I am reading an ssreflect tutorial that reads :
Below we prove ... by translating the propositional statement into its Boolean counterpart, which is easy to prove with brute force. This method of proof is called reflection. The design of ssreflects allows and ssreflects spirit recommends the widespread use of such a technique.
Does this (reflection) mean that ssreflect suggests excluded middle ( forall A:Prop, A \/ ~A)?
This seems to be the case because all the booleans satisfy EM. If so, it would be a big guess to make the following ssreflect style.

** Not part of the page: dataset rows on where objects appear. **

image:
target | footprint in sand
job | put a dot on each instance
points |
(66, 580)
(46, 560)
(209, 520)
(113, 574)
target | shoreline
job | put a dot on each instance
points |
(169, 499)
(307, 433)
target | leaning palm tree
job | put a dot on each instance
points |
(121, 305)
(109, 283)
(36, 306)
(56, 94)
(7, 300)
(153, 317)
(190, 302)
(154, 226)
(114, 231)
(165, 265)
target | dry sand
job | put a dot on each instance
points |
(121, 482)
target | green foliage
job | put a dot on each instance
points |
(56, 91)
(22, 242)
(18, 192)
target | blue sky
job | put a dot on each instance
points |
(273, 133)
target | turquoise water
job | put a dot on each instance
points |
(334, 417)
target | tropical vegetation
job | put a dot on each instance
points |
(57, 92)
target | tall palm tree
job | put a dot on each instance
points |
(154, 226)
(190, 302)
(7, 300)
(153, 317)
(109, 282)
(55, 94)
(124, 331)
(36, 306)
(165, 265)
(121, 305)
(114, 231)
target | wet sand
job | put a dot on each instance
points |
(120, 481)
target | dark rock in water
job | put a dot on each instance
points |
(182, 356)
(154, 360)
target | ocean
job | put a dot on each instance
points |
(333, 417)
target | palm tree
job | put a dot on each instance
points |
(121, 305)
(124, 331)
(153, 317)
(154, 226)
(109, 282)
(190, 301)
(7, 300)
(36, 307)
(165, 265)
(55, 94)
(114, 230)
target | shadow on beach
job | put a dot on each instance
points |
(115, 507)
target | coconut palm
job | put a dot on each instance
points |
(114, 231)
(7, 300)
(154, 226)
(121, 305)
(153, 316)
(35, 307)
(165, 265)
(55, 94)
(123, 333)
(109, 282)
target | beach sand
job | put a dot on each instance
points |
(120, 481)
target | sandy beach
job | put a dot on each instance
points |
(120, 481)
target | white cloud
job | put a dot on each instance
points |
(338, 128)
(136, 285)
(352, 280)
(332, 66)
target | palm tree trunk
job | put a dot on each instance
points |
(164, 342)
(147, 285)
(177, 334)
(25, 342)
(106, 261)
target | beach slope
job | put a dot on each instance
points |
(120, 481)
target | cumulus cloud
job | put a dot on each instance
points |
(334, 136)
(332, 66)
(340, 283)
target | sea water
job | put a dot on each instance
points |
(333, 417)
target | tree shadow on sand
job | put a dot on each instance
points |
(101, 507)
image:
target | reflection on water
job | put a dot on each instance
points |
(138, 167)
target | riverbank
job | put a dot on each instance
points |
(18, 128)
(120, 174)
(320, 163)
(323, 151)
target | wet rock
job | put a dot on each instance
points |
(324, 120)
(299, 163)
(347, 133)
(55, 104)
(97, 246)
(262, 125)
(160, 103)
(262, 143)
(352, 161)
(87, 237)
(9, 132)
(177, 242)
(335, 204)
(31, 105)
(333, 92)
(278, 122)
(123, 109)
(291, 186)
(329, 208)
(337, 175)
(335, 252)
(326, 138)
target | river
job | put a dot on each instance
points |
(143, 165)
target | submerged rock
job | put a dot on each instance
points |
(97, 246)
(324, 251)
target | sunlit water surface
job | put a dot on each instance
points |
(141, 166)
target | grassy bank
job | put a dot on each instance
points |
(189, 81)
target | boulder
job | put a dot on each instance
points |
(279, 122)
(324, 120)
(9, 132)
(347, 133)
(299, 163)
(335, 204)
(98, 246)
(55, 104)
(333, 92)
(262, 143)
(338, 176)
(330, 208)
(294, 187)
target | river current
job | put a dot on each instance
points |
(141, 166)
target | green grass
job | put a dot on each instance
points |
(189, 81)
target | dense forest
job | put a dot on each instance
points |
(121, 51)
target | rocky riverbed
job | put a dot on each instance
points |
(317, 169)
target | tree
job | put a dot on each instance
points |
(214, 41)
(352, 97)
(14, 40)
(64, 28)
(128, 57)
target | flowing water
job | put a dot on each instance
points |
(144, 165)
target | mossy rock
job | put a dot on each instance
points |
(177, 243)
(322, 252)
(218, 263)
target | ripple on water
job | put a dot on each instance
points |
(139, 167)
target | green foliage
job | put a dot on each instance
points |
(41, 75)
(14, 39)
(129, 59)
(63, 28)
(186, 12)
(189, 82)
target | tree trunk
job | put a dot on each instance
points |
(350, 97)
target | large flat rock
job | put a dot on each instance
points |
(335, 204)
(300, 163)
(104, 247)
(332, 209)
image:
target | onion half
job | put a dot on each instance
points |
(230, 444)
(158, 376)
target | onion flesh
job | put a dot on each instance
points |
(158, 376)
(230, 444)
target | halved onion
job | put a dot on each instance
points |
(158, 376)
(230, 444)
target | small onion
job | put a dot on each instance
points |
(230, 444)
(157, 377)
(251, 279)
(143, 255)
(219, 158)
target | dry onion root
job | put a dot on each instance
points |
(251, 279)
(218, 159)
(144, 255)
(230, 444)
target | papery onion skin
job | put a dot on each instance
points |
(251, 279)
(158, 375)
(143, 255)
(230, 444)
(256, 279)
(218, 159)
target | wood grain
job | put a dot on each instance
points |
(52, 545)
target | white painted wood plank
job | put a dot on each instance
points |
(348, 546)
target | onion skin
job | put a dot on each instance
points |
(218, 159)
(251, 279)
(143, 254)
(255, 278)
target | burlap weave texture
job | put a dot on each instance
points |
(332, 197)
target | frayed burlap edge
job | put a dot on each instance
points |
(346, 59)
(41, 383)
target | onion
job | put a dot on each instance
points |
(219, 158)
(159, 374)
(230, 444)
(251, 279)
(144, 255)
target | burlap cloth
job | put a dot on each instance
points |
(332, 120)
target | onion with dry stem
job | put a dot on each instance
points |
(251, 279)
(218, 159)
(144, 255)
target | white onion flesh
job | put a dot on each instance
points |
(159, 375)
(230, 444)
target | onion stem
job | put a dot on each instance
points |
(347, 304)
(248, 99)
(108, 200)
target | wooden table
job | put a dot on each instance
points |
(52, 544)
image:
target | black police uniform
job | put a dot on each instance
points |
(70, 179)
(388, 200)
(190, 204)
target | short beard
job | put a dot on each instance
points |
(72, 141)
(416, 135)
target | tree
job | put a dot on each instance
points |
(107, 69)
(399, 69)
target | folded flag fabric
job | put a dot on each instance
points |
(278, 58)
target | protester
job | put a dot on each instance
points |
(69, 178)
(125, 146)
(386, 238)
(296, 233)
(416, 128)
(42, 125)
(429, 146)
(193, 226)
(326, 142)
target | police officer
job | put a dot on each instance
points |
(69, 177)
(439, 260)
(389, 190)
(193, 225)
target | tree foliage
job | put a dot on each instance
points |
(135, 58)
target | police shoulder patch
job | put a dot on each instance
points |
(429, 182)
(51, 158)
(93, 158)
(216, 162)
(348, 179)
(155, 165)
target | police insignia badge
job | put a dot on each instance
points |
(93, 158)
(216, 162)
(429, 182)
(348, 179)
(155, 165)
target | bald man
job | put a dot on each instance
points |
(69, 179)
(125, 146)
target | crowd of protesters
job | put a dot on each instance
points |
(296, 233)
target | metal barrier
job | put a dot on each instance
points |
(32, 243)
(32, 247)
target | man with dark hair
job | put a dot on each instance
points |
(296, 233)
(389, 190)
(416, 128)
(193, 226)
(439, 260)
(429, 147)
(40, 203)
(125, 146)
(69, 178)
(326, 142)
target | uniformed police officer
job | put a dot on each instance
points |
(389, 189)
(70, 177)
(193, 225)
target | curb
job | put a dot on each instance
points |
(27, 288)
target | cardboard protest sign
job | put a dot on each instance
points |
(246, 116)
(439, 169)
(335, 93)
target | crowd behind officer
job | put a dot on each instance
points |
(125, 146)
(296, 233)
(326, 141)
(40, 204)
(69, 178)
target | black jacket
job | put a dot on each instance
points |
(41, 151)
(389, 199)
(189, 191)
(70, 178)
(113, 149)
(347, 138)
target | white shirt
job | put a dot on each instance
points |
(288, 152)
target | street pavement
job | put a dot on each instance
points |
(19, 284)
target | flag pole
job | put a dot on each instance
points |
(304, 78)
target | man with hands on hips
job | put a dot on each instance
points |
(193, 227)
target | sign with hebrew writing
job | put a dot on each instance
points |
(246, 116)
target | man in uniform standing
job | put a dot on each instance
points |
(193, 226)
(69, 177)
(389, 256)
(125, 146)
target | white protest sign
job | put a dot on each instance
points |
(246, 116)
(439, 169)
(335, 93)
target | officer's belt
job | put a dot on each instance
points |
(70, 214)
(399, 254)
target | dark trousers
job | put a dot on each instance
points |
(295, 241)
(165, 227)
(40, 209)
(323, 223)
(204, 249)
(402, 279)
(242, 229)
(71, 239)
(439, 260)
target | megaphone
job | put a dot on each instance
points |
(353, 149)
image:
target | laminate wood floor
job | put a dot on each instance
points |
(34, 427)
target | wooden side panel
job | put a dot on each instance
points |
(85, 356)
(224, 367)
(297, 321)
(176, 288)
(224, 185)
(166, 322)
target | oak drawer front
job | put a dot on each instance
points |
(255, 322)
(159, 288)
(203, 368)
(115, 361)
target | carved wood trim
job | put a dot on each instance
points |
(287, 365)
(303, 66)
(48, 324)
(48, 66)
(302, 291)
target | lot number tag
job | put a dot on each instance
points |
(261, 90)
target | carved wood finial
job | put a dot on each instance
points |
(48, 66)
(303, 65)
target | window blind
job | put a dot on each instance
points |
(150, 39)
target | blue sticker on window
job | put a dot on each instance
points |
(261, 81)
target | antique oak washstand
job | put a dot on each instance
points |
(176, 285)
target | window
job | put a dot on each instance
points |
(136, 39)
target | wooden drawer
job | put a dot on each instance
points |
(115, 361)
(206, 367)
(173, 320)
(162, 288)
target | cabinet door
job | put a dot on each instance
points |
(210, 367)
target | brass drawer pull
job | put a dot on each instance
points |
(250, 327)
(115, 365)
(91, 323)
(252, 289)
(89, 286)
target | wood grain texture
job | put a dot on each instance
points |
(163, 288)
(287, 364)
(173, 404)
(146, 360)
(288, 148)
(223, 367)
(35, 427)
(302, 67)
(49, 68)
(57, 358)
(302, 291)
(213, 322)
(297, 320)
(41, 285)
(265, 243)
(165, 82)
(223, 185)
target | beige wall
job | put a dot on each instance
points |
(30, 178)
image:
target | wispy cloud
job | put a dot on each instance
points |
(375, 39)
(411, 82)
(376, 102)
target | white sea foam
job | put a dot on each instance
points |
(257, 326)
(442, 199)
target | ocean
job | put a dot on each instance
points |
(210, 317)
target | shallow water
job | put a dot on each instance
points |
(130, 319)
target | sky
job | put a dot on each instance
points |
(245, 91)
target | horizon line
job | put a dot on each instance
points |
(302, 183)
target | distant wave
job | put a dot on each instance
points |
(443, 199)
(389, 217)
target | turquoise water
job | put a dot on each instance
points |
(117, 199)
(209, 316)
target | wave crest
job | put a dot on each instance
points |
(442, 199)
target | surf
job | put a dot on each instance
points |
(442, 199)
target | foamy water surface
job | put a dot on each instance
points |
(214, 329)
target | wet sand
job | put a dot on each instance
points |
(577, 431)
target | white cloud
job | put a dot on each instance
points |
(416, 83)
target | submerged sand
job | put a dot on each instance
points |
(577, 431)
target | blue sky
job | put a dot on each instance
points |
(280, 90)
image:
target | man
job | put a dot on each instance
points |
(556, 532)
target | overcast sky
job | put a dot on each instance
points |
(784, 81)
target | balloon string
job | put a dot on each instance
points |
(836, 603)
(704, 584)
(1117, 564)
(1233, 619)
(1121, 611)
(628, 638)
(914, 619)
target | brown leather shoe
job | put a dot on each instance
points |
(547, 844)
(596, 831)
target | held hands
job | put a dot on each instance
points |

In addition, I do not quite understand the "local" or "small-scale" part of it:
Since it is usually used locally to efficiently manage small pieces of evidence (instead of being used in a general evidence structure), this is called small-scale reflection, therefore the name is ssreflect.
What do the small parts mean against. general evidence structure. Is this an assumption that we can sometimes use EM locally without harm, and not use EM at all? in general, or does the area here mean something else?
In addition, I’m not experienced enough in Coq and don’t quite understand how this style of “brute force” in “Boolean colleagues” (mainly based on analysis casefrom what I read so far) is more effective than Coca’s vanilla way. For me, brute force is not very intuitive and it is not easy to guess in advance until you see the result.